% Generated by roxygen2: do not edit by hand
% Please edit documentation in R/ctbi.R
\name{ctbi}
\alias{ctbi}
\title{ctbi}
\usage{
ctbi(
  data.input,
  bin.side = NULL,
  bin.period,
  bin.center = NULL,
  bin.FUN = "mean",
  bin.max.f.NA = 0.2,
  SCI.min = 0.6,
  k.outliers = 0.6,
  ylim = c(-Inf, +Inf)
)
}
\arguments{
\item{data.input}{Two columns data.table (or data.frame) with the first column being the time component (POSIXct, Date or numeric) and the second column the value (numeric)}

\item{bin.side}{one side of a bin (same class as the time component)}

\item{bin.period}{time interval between two sides of a bin. If the time component x.t of data0 is numeric, bin.period is numeric. If x.t is POSIXct or Date, bin.period = 'k units', with k an integer and units = (seconds, minutes, hours, days, weeks, half-months, months, years, decades, centuries, millenaries)}

\item{bin.center}{if bin.side is not specified, one center of a bin (same class as the time component)}

\item{bin.FUN}{character ('mean', 'median' or 'sum') that defines the aggregating operator}

\item{bin.max.f.NA}{numeric between 0 and 1 that specifies the maximum fraction of missing values for a bin to be accepted. The minimum number of non-NA points for a bin to be accepted is bin.size*(1-bin.max.f.NA) with bin.size the number of points per bin}

\item{SCI.min}{numeric between 0 and 1 that is compared to the Stacked Cycles Index (SCI). If SCI > SCI.min, missing values are imputed in accepted bins with the sum of the long-term and cyclic components. SCI.min = Inf means that no values are imputed}

\item{k.outliers}{positive numeric that defines the outlier level in the Logbox method used to flag outliers, with k.outliers = 0.16 corresponding to a Gaussian distribution and k.outliers = 0.8 to an Exponential distribution. The default value of k.outliers = 0.6 has been calculated based on a set of distributions with moderate skewness and kurtosis (the Pearson family). k.outliers = Inf means that no outliers are flagged}

\item{ylim}{numeric vector of length 2 that defines the range of possible values. Values below ylim[1] or above ylim[2] are set to NA}
}
\value{
A list that contains:

data0, the raw dataset (same class as data.input), with 8 columns: (i) time; (ii) outlier-free and imputed data; (iii) index.bin: index of the bins associated with each data points (the index is negative if the bin is rejected); (iv) long.term: long-term trend; (v) cycle: cyclic component; (vi) outliers: quarantined outliers; (vii) imputed: value of the imputed data points; (viii) time.bin: relative position of the data points in their bins, between 0 and 1

data1, the aggregated dataset (same class as data.input), with 10 columns: (i) aggregated time (center of the bins); (ii) aggregated data; (iii) index.bin: index of the bin (negative value if the bin is rejected); (iv) bin.start: start of the bin; (v) bin.end: end of the bin; (vi) n.points: number of points per bin (including NA values); (vii) n.NA: number of NA values per bin, originally; (viii) n.outliers: number of outliers per bin; (ix) n.imputed: number of imputed points per bin; (x) variability associated with the aggregation (standard deviation for the mean, MAD for the median and nothing for the sum)

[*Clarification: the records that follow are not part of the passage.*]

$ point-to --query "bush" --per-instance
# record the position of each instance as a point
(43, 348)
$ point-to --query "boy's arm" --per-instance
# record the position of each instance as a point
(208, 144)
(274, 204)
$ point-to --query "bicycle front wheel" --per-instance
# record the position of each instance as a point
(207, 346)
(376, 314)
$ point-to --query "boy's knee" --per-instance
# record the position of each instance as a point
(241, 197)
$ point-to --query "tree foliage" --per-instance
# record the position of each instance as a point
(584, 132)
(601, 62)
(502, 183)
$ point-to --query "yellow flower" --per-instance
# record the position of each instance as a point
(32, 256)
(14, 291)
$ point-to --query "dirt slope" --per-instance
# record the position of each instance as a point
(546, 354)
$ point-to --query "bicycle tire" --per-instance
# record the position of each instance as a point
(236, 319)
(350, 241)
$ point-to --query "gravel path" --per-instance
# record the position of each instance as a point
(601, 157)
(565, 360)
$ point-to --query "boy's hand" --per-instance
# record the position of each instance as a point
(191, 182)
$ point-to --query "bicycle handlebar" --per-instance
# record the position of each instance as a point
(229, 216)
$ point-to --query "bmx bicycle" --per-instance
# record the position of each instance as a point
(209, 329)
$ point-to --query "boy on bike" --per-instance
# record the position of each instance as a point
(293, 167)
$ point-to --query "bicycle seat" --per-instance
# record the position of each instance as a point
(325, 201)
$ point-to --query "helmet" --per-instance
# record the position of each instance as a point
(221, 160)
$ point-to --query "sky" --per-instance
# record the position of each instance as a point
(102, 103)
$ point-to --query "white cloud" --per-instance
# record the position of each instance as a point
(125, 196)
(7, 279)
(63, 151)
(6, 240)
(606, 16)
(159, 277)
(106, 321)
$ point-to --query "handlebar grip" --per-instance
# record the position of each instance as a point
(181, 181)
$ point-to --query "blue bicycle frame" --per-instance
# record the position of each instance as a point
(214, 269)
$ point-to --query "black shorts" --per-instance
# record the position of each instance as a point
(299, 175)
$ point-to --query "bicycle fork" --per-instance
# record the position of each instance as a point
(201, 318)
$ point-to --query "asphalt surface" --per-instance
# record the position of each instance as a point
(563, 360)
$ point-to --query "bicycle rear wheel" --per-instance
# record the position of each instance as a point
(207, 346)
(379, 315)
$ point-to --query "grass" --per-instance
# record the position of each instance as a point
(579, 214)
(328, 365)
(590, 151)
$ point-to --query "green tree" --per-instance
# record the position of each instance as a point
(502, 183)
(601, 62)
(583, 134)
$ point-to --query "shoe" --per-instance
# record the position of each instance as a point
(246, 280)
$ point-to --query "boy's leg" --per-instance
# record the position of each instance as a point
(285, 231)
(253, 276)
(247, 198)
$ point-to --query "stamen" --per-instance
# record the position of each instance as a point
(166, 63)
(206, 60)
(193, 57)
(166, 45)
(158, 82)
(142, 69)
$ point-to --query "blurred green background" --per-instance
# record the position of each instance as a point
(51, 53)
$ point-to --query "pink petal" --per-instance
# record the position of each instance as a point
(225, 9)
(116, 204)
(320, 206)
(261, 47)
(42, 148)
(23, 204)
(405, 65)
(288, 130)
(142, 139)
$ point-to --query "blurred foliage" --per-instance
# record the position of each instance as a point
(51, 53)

SCI (Stacked Cycle Index), a numeric between 0 and 1 related to the strength of the cyclic pattern within each bin. SCI is defined as SCI = 1 - SS.res/SS.tot - 1/N.bin with SS.tot the sum of the squared detrended data, SS.res the sum of the squared detrended & deseasonalized data, and N.bin the number of accepted bins

mean.cycle, a dataset (same class as data.input) with bin.size rows and 4 columns: (i) generic.time.bin1: time of the first bin; (ii) mean: the mean stack of detrended data; (iii) sd: the standard deviation on the mean; (iv) time.bin: relative position of the data points in the bin, between 0 and 1

bin.size, the median number of points in non-empty bins

n.bin.min, the minimum number of points for a bin to be accepted
}
\description{
Clean, decompose and aggregate univariate time series following the procedure "Cyclic/trend decomposition using bin interpolation" and the Logbox method for flagging outliers, both detailed in Ritter, F.: Technical note: A procedure to clean, decompose and aggregate time series, Hydrol. Earth Syst. Sci. Discuss. [preprint], <https://doi.org/10.5194/hess-2021-609>, in review, 2021.
}
\examples{
# example of contaminated sunspot data
example1 <- data.frame(year = 1700:1988,sunspot = as.numeric(sunspot.year))
example1[sample(1:289,30),'sunspot'] <- NA
example1[c(5,30,50),'sunspot'] <- c(-50,300,400)
example1 <- example1[-(70:100),]
bin.period <- 11 # aggregation performed every 11 years (the year is numeric here)
bin.side <- 1989 # to capture the last year, 1988, in a complete bin
bin.FUN <- 'mean'
bin.max.f.NA <- 0.2 # maximum of 20\% of missing data per bin
ylim <- c(0,Inf) # negative values are impossible

list.main <- ctbi(example1,bin.period=bin.period,
                       bin.side=bin.side,bin.FUN=bin.FUN,
                       ylim=ylim,bin.max.f.NA=bin.max.f.NA)
data0.example1 <- list.main$data0 # cleaned raw dataset
data1.example1 <- list.main$data1 # aggregated dataset.
SCI.example1 <- list.main$SCI # this data set shows a moderate seasonality
mean.cycle.example1 <- list.main$mean.cycle # this data set shows a moderate seasonality
bin.size.example1 <- list.main$bin.size # 12 data points per bin on average (12 months per year)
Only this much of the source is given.